ECLI:NL:GHAMS:2021:2781
Gerechtshof Amsterdam
- Hoger beroep
- Rechtspraak.nl
Vrijspraak in hoger beroep betreffende overtreding van de Noodverordening COVID-19
Op 27 september 2021 heeft het Gerechtshof Amsterdam uitspraak gedaan in de strafzaak tegen de verdachte, die in hoger beroep was gegaan tegen een vonnis van de kantonrechter in de rechtbank Amsterdam.
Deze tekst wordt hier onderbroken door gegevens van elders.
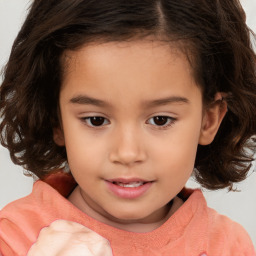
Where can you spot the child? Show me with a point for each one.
(113, 104)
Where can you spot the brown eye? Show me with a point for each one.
(161, 121)
(95, 121)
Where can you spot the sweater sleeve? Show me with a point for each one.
(13, 242)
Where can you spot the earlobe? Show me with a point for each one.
(212, 119)
(58, 137)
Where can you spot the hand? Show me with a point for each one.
(66, 238)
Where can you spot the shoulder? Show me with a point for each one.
(22, 220)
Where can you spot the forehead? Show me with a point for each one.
(140, 68)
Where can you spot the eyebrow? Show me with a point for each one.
(86, 100)
(166, 101)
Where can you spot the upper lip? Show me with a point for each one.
(128, 180)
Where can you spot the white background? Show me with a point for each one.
(240, 206)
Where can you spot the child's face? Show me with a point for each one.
(132, 118)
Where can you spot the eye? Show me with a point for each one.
(95, 121)
(161, 121)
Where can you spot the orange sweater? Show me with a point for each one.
(194, 229)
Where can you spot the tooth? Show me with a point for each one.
(130, 185)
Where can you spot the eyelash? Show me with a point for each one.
(88, 121)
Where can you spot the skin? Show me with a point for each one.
(134, 82)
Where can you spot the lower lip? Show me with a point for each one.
(128, 193)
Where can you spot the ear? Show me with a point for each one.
(212, 118)
(58, 137)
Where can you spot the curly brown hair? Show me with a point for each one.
(213, 32)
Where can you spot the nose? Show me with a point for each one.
(127, 147)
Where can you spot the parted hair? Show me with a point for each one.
(212, 33)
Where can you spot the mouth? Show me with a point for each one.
(128, 188)
(129, 183)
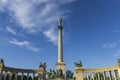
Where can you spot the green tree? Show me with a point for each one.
(69, 75)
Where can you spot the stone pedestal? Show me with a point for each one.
(79, 73)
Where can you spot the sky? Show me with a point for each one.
(28, 32)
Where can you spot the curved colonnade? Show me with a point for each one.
(21, 74)
(107, 73)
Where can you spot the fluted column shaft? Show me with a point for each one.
(60, 45)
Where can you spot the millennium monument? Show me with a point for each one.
(60, 65)
(106, 73)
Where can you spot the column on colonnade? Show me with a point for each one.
(92, 75)
(98, 74)
(110, 75)
(16, 75)
(33, 76)
(104, 75)
(115, 74)
(27, 76)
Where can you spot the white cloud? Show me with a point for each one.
(51, 35)
(25, 44)
(12, 31)
(109, 45)
(35, 15)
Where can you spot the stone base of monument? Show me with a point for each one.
(59, 79)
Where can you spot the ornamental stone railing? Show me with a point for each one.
(107, 73)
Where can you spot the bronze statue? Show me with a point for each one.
(79, 64)
(42, 65)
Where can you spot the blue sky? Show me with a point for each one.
(28, 32)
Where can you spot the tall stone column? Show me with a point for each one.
(79, 73)
(93, 76)
(60, 63)
(118, 69)
(115, 75)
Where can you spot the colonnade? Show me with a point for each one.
(108, 73)
(19, 74)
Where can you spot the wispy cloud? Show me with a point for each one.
(35, 15)
(109, 45)
(51, 36)
(10, 30)
(25, 44)
(117, 54)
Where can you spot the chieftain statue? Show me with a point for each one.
(118, 60)
(79, 64)
(42, 65)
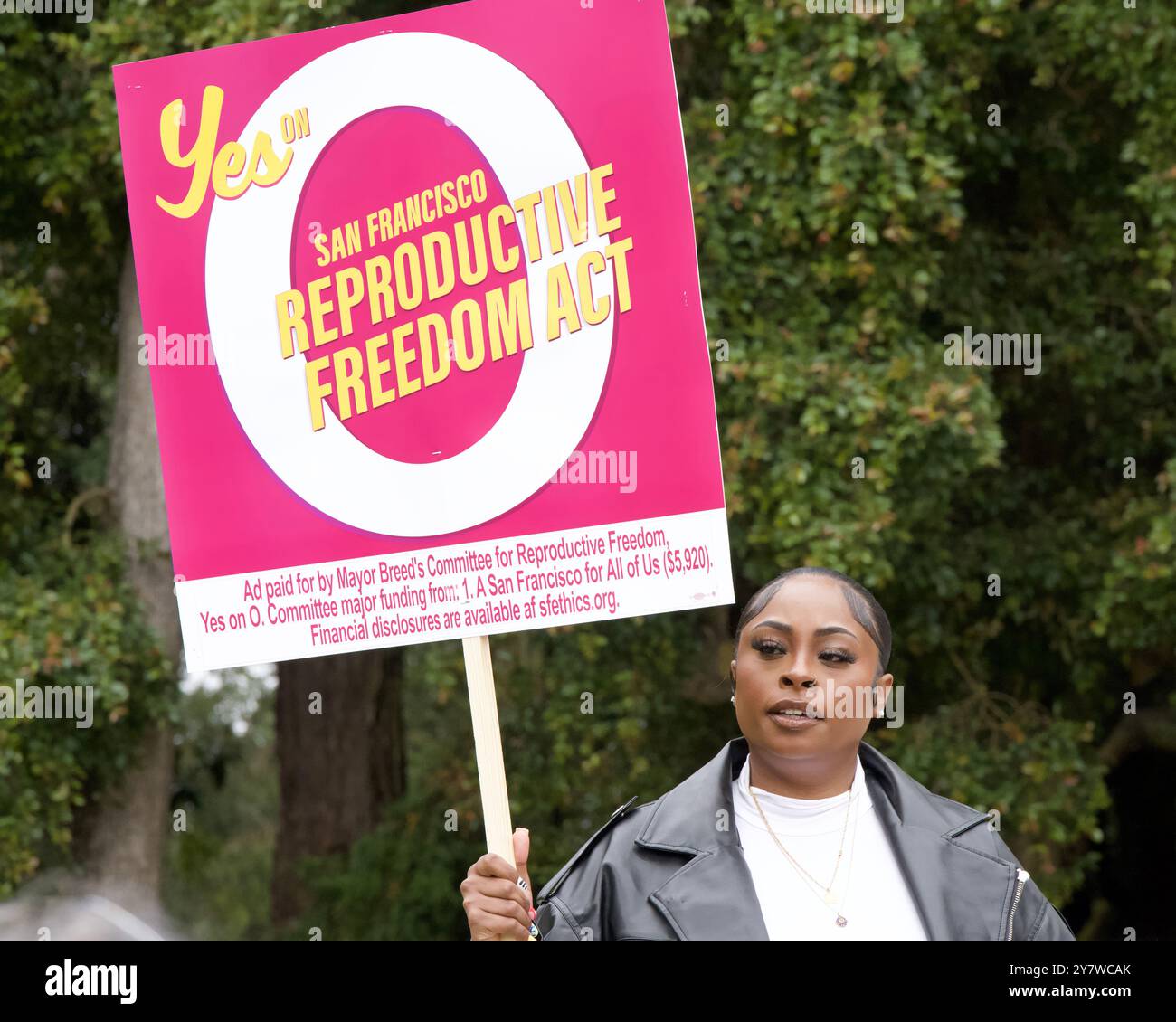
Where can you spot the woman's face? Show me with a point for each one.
(804, 648)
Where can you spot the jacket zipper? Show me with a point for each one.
(1022, 876)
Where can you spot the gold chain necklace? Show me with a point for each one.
(841, 921)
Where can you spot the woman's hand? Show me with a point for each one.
(497, 908)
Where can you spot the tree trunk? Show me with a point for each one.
(120, 834)
(340, 756)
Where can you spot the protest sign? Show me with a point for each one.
(424, 332)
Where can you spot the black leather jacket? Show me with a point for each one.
(665, 872)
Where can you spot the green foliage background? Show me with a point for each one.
(796, 128)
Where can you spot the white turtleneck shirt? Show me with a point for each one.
(868, 891)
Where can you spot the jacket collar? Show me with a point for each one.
(960, 893)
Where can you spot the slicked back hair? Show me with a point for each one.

De zaak betreft een tenlastelegging van het openbaar ministerie, waarin de verdachte werd beschuldigd van het handelen in strijd met de Noodverordening COVID-19 op 13 april 2020. De verdachte zou zich in een groep van drie of meer personen hebben bevonden zonder de vereiste 1,5 meter afstand te houden. Tijdens de zitting op 13 september 2021 heeft het hof het dossier bestudeerd en de vordering van de advocaat-generaal gehoord.
Het hof heeft vastgesteld dat de tenlastelegging niet wettig en overtuigend bewezen kon worden. De rechter oordeelde dat uit de Noodverordening niet kon worden afgeleid dat de geparkeerde auto waarin de verdachte zich bevond, als onderdeel van de publieke ruimte werd beschouwd. Dit aspect was cruciaal, aangezien de definitie van publieke ruimte in de Noodverordening van 29 april 2020 pas werd uitgebreid om voertuigen te omvatten.
Daarom heeft het hof het vonnis van de kantonrechter vernietigd en de verdachte vrijgesproken van de tenlastegelegde feiten. De uitspraak benadrukt de noodzaak van duidelijke bewijsvoering in strafzaken, vooral in het kader van de COVID-19 regelgeving, en de rol van de rechter in het waarborgen van de rechtsbescherming van de verdachte.